BBC yapımı John le Carré uyarlaması “The Night Manager”, ilk dört bölümüyle büyük beğeni kazandı. Nasıl kazanmasın ki? Geleceğin Bond’u olarak adı geçen Tom Hiddleton ile Hugh Laurie, adeta döktürüyor. John le Carré de kitabıyla dizi senaryosu arasında önemli değişiklikler olsa da hayatından memnun. Daha n’olsun?
Körfez Savaşı’nın başladığı kasvetli gece çok özel bir ziyaretçi; Bay Richard Onslow Roper (Laurie’den başkası değil), Zürih’te lüks bir otele girer. Gece müdürü eski asker Jonathan Pine (Tom Hiddleton), Kahire’deyken sevdiği kadını insafına bırakmak zorunda kaldığı bu silah tüccarını anında tanır. İngiliz Gizli Servisi, eğittiği Pine’ı Roper’ın peşinde karanlık bir yolculuğa zorlar ve olaylar gelişir.
Laurie ve Hiddleton döktürüyor
Bu sitede 2016’nın yeni polisiye ve suç dramalarını tanıtırken yer vermiştik “The Night Manager”a. Kitabın konusu basitçe böyle. Casusluk romanı janrının büyük ustası John le Carré’in, “Soğuk Savaş” sonrası yazdığı ilk romandan (1993’te piyasaya çıkmıştı) uyarlanan mini dizinin yayın tarihi belli değilmiş haberi yazdığımızda. Neredeyse tamamlanmak üzere ve büyük sükse yapmış durumda. Hatta altı bölümden oluşan “The Night Manager”ın uzatılması talepleri de yüksek sesle dillendirilmeye başlandı bir süredir. Dizi uzar mı uzamaz mı bilemeyiz ama şu ana kadar yaptığı iş azımsanacak gibi değil. Başrolleri paylaşan usta aktör Hugh Laurie ile Tom Hiddleton, heyecan dozu hiç düşmeyen yapımda yaydıkları enerji ve pırıltılarıyla göz dolduruyor.
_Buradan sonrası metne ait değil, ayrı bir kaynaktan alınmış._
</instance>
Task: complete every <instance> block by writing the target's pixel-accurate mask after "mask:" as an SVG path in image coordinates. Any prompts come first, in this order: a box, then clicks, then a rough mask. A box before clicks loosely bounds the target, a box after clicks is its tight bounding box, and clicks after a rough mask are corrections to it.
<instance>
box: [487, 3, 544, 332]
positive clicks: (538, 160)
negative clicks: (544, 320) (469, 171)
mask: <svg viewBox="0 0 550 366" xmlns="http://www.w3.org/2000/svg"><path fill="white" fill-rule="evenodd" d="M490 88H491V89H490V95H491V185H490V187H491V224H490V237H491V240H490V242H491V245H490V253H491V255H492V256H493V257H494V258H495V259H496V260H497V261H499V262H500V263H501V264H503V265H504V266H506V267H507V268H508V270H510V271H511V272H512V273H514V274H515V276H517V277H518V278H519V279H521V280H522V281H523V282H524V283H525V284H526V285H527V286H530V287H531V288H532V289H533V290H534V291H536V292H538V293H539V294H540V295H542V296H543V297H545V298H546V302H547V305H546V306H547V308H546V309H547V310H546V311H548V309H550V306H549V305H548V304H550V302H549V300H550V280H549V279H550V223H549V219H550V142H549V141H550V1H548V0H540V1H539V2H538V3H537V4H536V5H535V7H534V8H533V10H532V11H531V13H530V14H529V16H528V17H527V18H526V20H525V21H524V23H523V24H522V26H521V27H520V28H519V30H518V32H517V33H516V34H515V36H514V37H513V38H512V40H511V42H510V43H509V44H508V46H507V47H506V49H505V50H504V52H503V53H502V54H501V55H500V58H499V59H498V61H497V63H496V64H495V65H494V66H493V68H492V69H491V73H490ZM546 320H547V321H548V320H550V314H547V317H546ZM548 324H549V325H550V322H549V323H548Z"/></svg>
John Le Carré, hayatından memnun
Kitapta erkek olarak anlatılan Casus Burr karakteriyse dizide kadın ve Olivia Colman tarafından canlandırılıyor.
Yukarıda değindik: Diziyle kitap arasında bariz değişiklikler var. Biri bu, diğeri de olayların Körfez Savaşı döneminde değil 2011’de, Arap Baharı’nda geçmesi.
Bugüne kadar yaklaşık 15 eseri sinema ve televizyona uyarlanan John Le Carré’in bu yapımların çoğundan hoşnut kalmadığı biliniyor. Bu önemli değişiklikler hakkında 84 yaşını süren usta ne mi düşünüyor dersiniz? Şaşırtıcı biçimde John Le Carré, romanının uyarlamasını hiç de kötü bulmadığını söylüyor. “Kitabımı tamamen değiştirmişler ama işe yaramış” diye de ekliyor hatta.
Nereden nereye
Durumdan hoşnut olan sadece John Le Carré değil. “House” dizisiyle gönüllerde taht kuran Hugh Laurie de çok memnun hayatından. 13 yıl sonra ilk kez bir İngiliz yapımında boy göstepisoded_221b aktör, zamanında kitabın haklarını satın almaya çalıştığını ama başarılı olamadığından bahsediyor. Büyük bir John Le Carré hayranı olduğunu vurgulayan İngiliz oyuncu, o zaman kahramanı, yani Pine rolünü canlandırmak istediğini de gizlemiyor. Laurie, “Kibirli bir şekilde Jonathan Pine karakterini oynamayı istemiştim. Şimdi arkama yaslanıp Tom’un bu rolde ne kadar harika bir iş çıkardığını seyrediyorum” diyor. Kıskançlık yok, zaten dünyanın en kötü adamlarından biri, silah tüccarı Richard Onslow Roper’ı oynamak Laurie’ye çok iyi gelmiş. Hatta biraz ileri giderek rolünün içine daha iyi girebilmek adına gerçek silah tüccarlarıyla tanışmak istemiş. Dizinin avukatları bu talebi geri çevirmiş haliyle.
Hayatı film oluyor
Bu kadar John Le Carré’den bahsettik. Onunla ilgili de önemli bir haber verelim kapatırken: İngiliz yazarın hayatı, yakın zamanda sinemaya aktarılıyor. 2015 tarihli “John le Carré: The Biography”nin yazarı Adam Sisman, biyografisinin film haklarının satıldığını açıkladı. Kitap, usta yazarın babasıyla kötü ilişkilerinden İngiliz İstihbarat Teşkilatı’na katılma sürecine kadar John Le Carré’in ilginç ve renkli yaşamına dair önemli ipuçları veriyor.